We have now achieved echo cancellation in a small device with performance equivalent to that of an ordinary (large) hands-free telephone. The HIKARI FLET’S phone VP3000 , which uses the technologies described above, is now available from NTT EAST and NTT WEST.
5. Stereo conference phone
In recent years, audioconferencing and videoconferencing have been in strong demand in order to cut the cost of business trips and reduce the environmental load. Though audioconferencing (using telephones) is inexpensive, easy to use, and more popular than videoconferencing, it has two drawbacks: it is hard to judge who is talking at the remote site and it is hard to sense the atmosphere at the remote site.
To address these drawbacks, we are developing a new stereo conference phone with 14-kHz stereo sound that corresponds to the quality of FM (frequency modulation) radio. The use of wideband stereo sound makes it easier for people to understand the situation at the remote site.
The stereo conference phone has three features: a 14-kHz audio codec, automatic gain control, and a multimodal display. We extended the 7-kHz codec G.711.1 to 14 kHz. This codec is already standardized as G.711.1 Annex D (G.711.1 SWB). Automatic gain control improves listenability by adjusting voice levels moderately depending on whether the talker is far from or close to the conference phone. The multimodal display uses light emitting diodes and changes their lighting pattern according to the balance between the left and right channels and the levels of stereo sound. This helps users determine who is speaking where at the remote site.

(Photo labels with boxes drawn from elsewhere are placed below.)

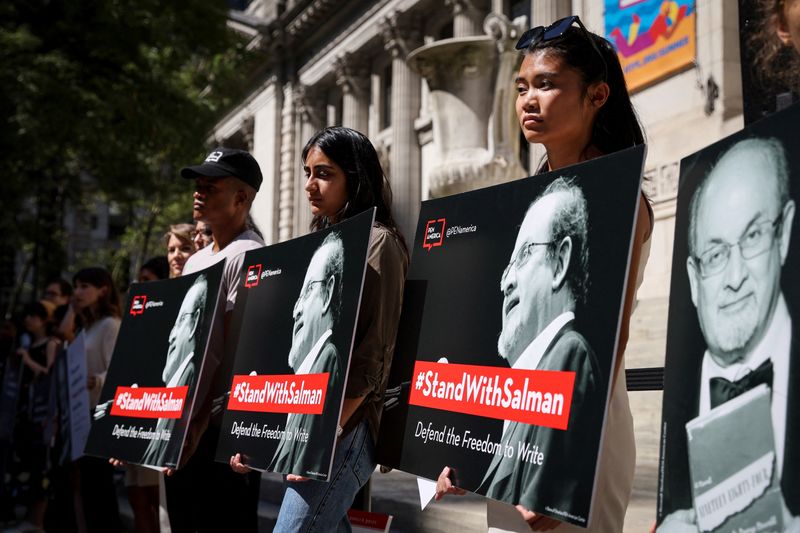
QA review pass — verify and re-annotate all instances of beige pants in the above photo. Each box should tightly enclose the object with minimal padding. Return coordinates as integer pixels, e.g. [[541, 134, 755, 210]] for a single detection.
[[486, 365, 636, 533]]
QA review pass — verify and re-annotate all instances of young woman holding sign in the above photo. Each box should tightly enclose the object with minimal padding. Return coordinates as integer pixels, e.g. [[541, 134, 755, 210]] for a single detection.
[[231, 127, 408, 532], [436, 16, 653, 533]]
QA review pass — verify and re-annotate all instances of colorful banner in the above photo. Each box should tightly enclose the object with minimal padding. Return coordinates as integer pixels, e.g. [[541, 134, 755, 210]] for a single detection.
[[605, 0, 697, 91]]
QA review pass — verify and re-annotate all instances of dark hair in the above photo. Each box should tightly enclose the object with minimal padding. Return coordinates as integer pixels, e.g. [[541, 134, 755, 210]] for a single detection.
[[532, 176, 589, 305], [45, 278, 72, 296], [22, 302, 50, 322], [140, 255, 169, 279], [747, 0, 800, 91], [72, 267, 122, 328], [302, 126, 408, 255], [525, 26, 644, 166]]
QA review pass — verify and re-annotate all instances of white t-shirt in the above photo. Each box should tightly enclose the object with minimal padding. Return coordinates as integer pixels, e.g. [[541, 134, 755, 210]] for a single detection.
[[183, 230, 264, 454], [83, 316, 120, 409], [183, 230, 264, 311]]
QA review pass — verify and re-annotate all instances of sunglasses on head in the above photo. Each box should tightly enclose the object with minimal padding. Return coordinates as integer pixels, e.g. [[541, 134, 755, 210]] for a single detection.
[[516, 15, 608, 81]]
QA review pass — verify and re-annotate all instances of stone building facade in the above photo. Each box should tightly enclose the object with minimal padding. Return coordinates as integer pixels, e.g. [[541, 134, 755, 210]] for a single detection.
[[209, 0, 743, 530]]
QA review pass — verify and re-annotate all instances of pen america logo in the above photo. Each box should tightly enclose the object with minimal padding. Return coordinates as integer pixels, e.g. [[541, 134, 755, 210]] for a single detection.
[[422, 218, 447, 251], [244, 263, 283, 289], [244, 263, 261, 289], [131, 294, 164, 316], [131, 294, 147, 316]]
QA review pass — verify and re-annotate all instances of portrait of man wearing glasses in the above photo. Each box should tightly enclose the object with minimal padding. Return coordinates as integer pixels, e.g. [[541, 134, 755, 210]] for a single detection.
[[270, 232, 344, 475], [141, 274, 208, 465], [658, 138, 800, 532], [481, 177, 606, 510]]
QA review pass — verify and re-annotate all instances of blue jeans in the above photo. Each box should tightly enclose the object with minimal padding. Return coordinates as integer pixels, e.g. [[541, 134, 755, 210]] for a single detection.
[[273, 420, 376, 533]]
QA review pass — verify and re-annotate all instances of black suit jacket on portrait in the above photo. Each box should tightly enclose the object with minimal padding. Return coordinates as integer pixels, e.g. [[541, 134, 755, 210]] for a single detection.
[[659, 322, 800, 517], [481, 323, 606, 520], [269, 337, 342, 475]]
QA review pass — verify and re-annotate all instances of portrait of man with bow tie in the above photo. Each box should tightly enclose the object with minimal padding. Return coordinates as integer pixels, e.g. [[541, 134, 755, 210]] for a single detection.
[[658, 136, 800, 532]]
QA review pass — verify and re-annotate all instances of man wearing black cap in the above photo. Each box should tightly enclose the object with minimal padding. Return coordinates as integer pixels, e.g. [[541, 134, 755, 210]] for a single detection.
[[166, 148, 264, 532]]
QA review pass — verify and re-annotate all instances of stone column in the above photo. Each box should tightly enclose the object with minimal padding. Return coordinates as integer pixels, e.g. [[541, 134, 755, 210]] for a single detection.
[[523, 0, 572, 170], [292, 85, 327, 237], [381, 13, 422, 243], [335, 52, 370, 135], [278, 82, 297, 242], [444, 0, 482, 37]]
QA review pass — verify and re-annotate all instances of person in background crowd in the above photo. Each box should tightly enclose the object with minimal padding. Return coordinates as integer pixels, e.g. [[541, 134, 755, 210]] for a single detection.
[[59, 267, 121, 533], [164, 224, 195, 278], [5, 301, 60, 533], [436, 16, 654, 533], [750, 0, 800, 84], [42, 278, 72, 307], [158, 148, 264, 532], [137, 255, 169, 283], [231, 127, 409, 533], [192, 220, 214, 252]]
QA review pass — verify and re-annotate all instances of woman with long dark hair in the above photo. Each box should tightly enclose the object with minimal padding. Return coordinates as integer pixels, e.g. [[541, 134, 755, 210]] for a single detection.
[[231, 127, 408, 532], [437, 16, 654, 533], [61, 267, 122, 533]]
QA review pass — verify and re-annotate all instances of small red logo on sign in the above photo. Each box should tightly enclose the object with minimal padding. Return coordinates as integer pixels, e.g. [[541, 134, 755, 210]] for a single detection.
[[244, 263, 261, 289], [131, 294, 147, 316], [422, 218, 445, 250]]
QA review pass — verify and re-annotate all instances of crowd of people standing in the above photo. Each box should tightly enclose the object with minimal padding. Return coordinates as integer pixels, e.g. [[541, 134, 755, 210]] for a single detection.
[[4, 12, 688, 532]]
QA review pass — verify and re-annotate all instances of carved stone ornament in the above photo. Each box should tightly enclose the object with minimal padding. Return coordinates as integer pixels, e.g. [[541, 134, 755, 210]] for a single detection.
[[408, 14, 526, 196]]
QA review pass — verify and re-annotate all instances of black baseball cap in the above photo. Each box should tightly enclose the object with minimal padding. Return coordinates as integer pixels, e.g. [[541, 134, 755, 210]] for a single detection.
[[181, 147, 264, 190]]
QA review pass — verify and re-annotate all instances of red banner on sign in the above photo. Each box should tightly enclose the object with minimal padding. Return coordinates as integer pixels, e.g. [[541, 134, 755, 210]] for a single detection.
[[111, 385, 189, 418], [228, 372, 328, 415], [409, 361, 575, 429]]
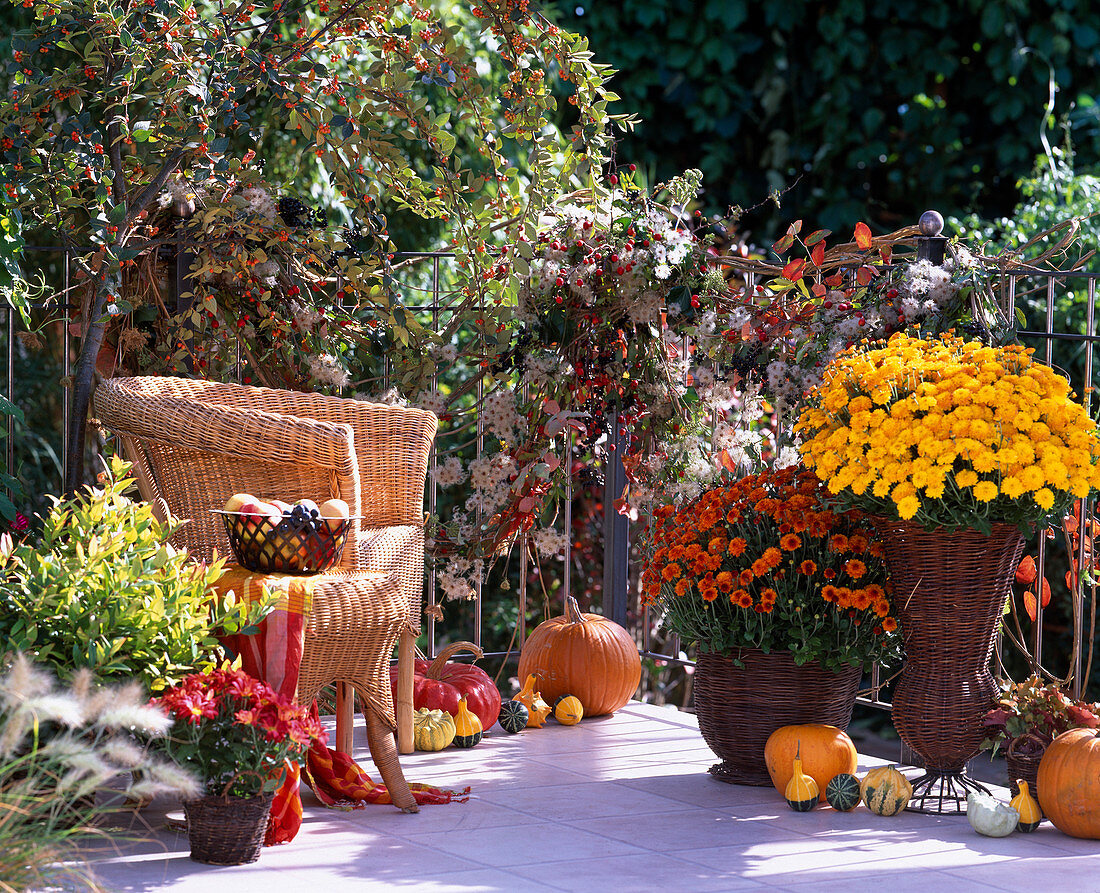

Typical uses of the stereo conference phone are shown in Fig. 7. In point-to-point conferencing, FM-quality stereo sound can deliver not only voices but also ambient sound in the remote site vividly. The multimodal display visually assists users in determining who is talking at the remote site. This makes phone conferencing increasingly immersive. In multipoint conferencing, our new stereo conference phone can reproduce sound from each site at a separate position. This overcomes the problem of ordinary multipoint conference phones, which mix voices into monaural sound with the result that you cannot immediately distinguish who is talking from where. Our stereo conference phone makes conferencing more efficient and productive. It can also be used as external hands-free audio equipment with videoconferencing software for a personal computer (PC). Since this audio equipment is self-contained and no tuning is necessary, it will make PC-based high-definition videoconferencing tools more convenient.